Let's see how we can perform hybrid search in LanceDB. 

In [None]:
for item in table.search("I'm really excited!", query_type="hybrid").to_list():
    print(item["text"])

We can see that the results are semantically similar to our query. Hello World is much closer to say "I'm really excited!" than Goodbye World. 

### Using Re-Rankers

While basic search methods work well for simple queries, more complex questions often benefit from re-ranking. 

A re-ranker takes an initial set of search results and applies a more sophisticated model to analyze how well each result actually answers your query. 

For example, in our capital punishment example below, hybrid search returns documents that contain the relevant keywords. But the re-ranker can better understand we're asking about location rather than general information, helping it prioritize the Washington D.C. result.

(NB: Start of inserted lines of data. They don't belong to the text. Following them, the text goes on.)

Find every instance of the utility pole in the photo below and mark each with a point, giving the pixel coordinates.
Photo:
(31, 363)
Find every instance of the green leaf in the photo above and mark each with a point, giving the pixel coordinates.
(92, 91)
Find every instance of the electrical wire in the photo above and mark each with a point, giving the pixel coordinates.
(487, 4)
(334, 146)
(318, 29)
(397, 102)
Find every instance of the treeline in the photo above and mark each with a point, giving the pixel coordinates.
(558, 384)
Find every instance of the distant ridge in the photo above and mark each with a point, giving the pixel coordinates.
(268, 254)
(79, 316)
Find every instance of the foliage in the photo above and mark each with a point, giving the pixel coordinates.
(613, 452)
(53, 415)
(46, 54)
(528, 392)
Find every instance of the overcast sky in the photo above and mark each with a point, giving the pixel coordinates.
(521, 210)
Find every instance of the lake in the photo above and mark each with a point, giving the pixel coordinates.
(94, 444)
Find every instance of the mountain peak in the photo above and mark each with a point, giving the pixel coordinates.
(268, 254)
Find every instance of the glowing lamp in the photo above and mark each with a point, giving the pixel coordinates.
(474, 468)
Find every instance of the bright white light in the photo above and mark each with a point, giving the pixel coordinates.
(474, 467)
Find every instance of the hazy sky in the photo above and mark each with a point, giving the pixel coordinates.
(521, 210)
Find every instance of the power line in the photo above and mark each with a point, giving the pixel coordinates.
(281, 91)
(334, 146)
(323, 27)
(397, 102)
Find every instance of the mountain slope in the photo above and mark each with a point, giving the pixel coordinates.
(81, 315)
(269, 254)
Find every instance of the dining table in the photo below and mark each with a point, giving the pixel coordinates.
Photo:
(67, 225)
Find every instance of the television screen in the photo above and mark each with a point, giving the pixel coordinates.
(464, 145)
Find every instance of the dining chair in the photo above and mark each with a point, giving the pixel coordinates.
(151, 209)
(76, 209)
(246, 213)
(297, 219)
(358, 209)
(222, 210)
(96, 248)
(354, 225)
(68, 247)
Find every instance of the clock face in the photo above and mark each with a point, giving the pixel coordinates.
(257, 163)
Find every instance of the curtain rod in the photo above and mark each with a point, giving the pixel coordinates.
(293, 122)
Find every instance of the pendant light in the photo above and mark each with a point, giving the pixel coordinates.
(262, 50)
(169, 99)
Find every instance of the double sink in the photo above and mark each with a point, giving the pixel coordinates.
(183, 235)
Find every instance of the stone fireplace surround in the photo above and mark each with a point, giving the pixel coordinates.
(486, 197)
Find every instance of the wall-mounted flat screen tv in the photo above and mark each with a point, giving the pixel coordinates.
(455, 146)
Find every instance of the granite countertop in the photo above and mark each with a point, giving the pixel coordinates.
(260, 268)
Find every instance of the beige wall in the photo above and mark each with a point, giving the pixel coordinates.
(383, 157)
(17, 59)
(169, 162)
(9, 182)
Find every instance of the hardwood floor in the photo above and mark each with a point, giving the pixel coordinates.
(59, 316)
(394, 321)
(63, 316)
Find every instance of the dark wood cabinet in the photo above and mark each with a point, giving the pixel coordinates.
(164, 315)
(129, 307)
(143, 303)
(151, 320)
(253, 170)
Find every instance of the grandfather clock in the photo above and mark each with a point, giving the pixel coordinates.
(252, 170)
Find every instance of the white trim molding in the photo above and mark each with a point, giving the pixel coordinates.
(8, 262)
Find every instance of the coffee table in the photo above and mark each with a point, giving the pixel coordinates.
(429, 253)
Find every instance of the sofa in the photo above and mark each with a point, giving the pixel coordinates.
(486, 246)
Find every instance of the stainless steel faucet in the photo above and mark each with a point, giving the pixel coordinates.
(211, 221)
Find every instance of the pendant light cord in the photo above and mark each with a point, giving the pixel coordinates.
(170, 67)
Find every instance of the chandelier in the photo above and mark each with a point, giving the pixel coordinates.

This additional analysis takes more computation time but often produces significantly better results for complex queries.

In [48]:
# First let's create some more complex documents
documents = [
    "Carson City is the capital city of the American state of Nevada.",
    "The Commonwealth of the Northern Mariana Islands is a group of islands in the Pacific Ocean. Its capital is Saipan.",
    "Washington, D.C. (also known as simply Washington or D.C., and officially as the District of Columbia) is the capital of the United States. It is a federal district. ",
    "Capital punishment (the death penalty) has existed in the United States since before the United States was a country. As of 2017, capital punishment is legal in 30 of the 50 states.",
]
documents = [{"text": doc} for doc in documents]

# Create a new table for our complex documents
complex_table = db.create_table("complex_docs", data=documents, schema=Words)

In [49]:
# Create an index for full text search
complex_table.create_fts_index(["text"])

In [58]:
# Let's try a search query and see the results before reranking
query = "where did the capital of the United States decide to allow capital punishment?"

results = complex_table.search(query, query_type="hybrid").limit(4).to_list()
for idx, item in enumerate(results):
    print(f"\n{idx + 1}. {item['text']}")

This is a good start but we can see that the results are not exactly what we want. We're asking for a location where the capital punishment decision was made instead of when capital punishment was allowed.

In this case we can solve this by using a `ReRanker`. Re-rankers are more expensive than just doing simple vector search but they often allow us to improve the results of our retrieval system by a large margin.

We can use the `rerank` method in LanceDB to re-rank our results. We'll use the `CohereReranker` to do so. We'll also use the `rerank_top_k` parameter to limit the number of results that we return.


In [None]:
from lancedb.rerankers import CohereReranker

# Let's try a search query and see the results before reranking
query = "where did the capital of the United States decide to allow capital punishment?"

# Then Define a Cohere Reranker
reranker = CohereReranker(model_name="rerank-english-v3.0")

results = (
    complex_table.search(query, query_type="hybrid").rerank(reranker).limit(4).to_list()
)
for idx, item in enumerate(results):
    print(f"\n{idx + 1}. {item['text']}")

## Conclusion

In this notebook, we've explored the core features that make LanceDB well-suited for RAG applications. We learned how to:

1. Define clean schemas using Pydantic models
2. Index and search data using different methods
3. Leverage the Re-Ranking API to improve the results of our retrieval system

LanceDB's combination of type safety through Pydantic, automated embedding handling, and unified search API provides a strong foundation for RAG development. These capabilities will be especially valuable in future weeks as we evaluate and improve different aspects of our retrieval system. Understanding these LanceDB basics ensures you can follow along with the rest of the course and make the most out of it.